Another obstacle Beck articulates is the failure to educate the staff and inmates about the program and the process. This is particularly important in states like New York where correctional staff can initiate but the prime responsibility is placed on the inmate. Beck notes that there are prisons and infirmaries within the state that do not, for whatever reasons; file any applications for their terminally ill inmates.

Other than holding our politicians to a higher standard, what else is required for effective compassionate release policy?

A first requirement is clear legislation that is free from murky political bias, compromise, and overly restrictive criteria. A clearly defined medical prognosis is required. One that includes all terminally ill inmates. It should be clear and factual enough that inmates and their doctors know if they meet the criteria. And it should be fair. 

In New York, where an incapacitation standard is used, some terminally ill are excluded because they can walk-they may die tomorrow but they are excluded because of the legislative restriction on self-ambulation.

Rather than an incapacitation model where the prime emphasis is on risk, Beck makes the case for a terminal illness diagnosis with a one-year life expectancy. Studies show that when a six months diagnosis is used, the median length of stay in hospice is roughly 30 days. One year would increase the possibility of the review process being completed before the applicant dies. Also, it would allow time for the patient to adjust and relate to his family or new surroundings.

Another requirement is that there be a clear separation between the medical prognosis and the assessment of risk upon, release. Medical staff should not be asked to assess risk but solely address the medical status and prognosis of the inmate. Risk assessment is the pervue of the criminal justice system.

It is at this stage that the process generally gets cumbersome and protracted. So many arms and voices within the criminal justice system are included that the inmate may be dead before a decision is reached. The political temptation to spread the risk and decision-making as broadly as possible needs to be reined in and the process streamlined. Maryland has a process that appears to run smoothly. What makes it particularly efficient is not only that they have kept steps to the necessary minimum, they have also mandated short timelines at each stage of the process. Any inmate applying for compassionate release knows that he or she will receive a decision no later than 30 days from the start of the process. In urgent cases, decisions have been made as quickly as one day.

Maryland also meets another requirement by mandating discharge planning as soon as the inmate is given a terminal diagnosis. This ensures that when the decision is made, everything is in place for the inmate’s release.

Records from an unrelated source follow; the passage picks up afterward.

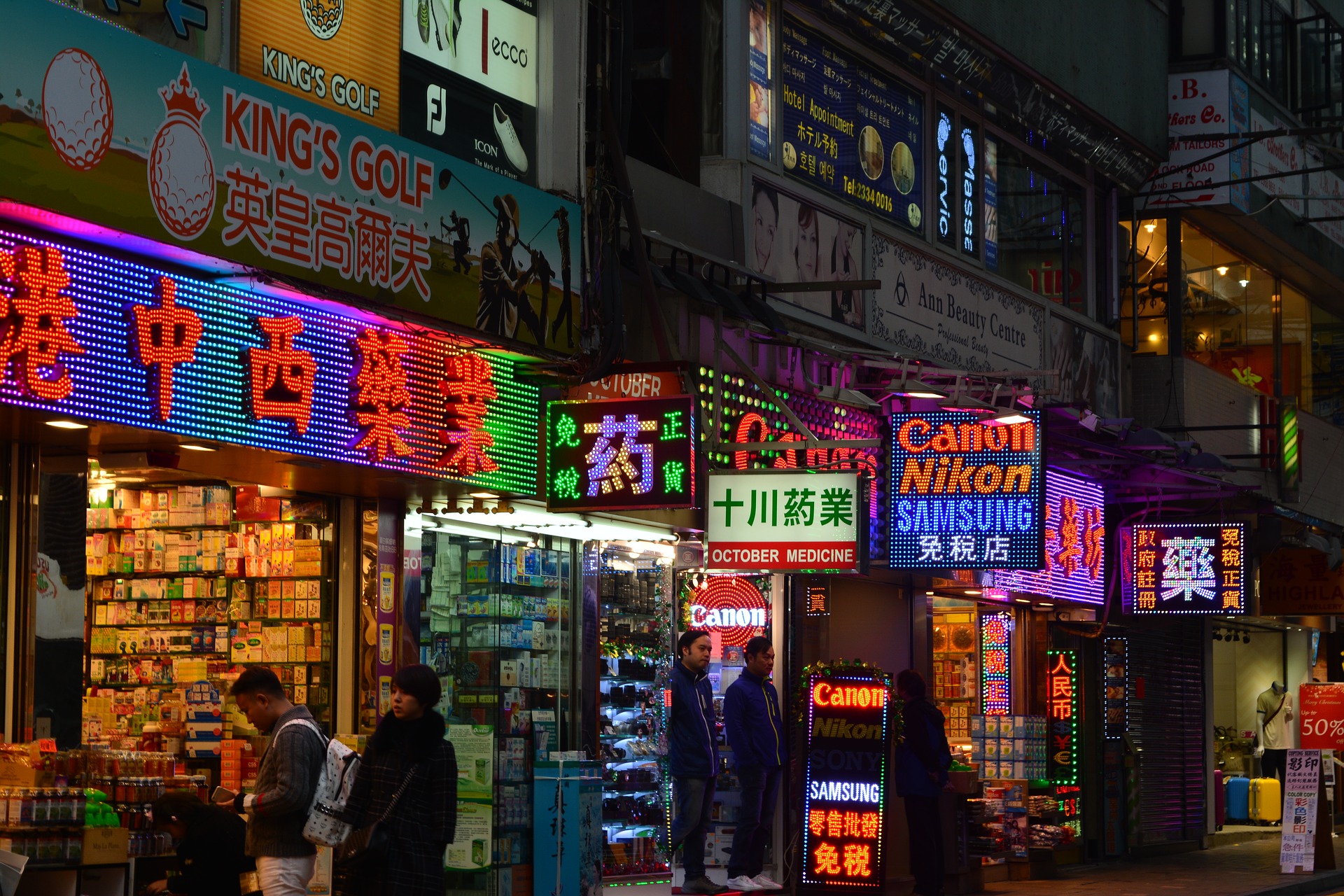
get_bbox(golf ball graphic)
[42,47,111,171]
[148,63,215,239]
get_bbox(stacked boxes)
[187,681,225,759]
[969,716,1047,780]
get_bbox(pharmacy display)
[802,671,891,890]
[83,481,332,752]
[778,15,925,232]
[888,411,1044,570]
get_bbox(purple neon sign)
[992,470,1106,605]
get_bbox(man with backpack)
[892,669,951,896]
[220,666,327,896]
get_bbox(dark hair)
[393,662,444,709]
[149,791,207,829]
[897,669,927,697]
[676,629,710,657]
[742,634,770,657]
[228,666,285,697]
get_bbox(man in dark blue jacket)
[723,636,788,890]
[892,669,951,896]
[668,629,727,896]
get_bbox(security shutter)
[1125,620,1205,846]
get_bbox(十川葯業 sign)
[888,411,1044,570]
[704,470,867,571]
[546,395,695,510]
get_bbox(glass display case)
[602,541,672,883]
[406,514,575,892]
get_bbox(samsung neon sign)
[0,231,540,491]
[890,411,1043,570]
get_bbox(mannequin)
[1255,681,1293,780]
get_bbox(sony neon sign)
[890,411,1043,570]
[0,231,540,491]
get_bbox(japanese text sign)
[980,612,1014,716]
[1046,650,1081,785]
[780,16,925,233]
[706,470,864,573]
[546,395,695,510]
[1126,523,1246,615]
[1259,548,1344,617]
[888,411,1048,570]
[0,1,582,354]
[1278,750,1321,874]
[802,674,888,889]
[1297,682,1344,751]
[992,470,1106,605]
[0,231,540,491]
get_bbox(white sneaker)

Communication is also important. The system could benefit from staff being well educated on all aspects of the process and this information should be made available to inmates and their families, including language translation when necessary.

Finally, a key and critical requirement, is that when a doctor makes a terminal diagnosis a mandatory application for release is submitted and the process is started including discharge planning. This standardized application should be as simple and straightforward as possible.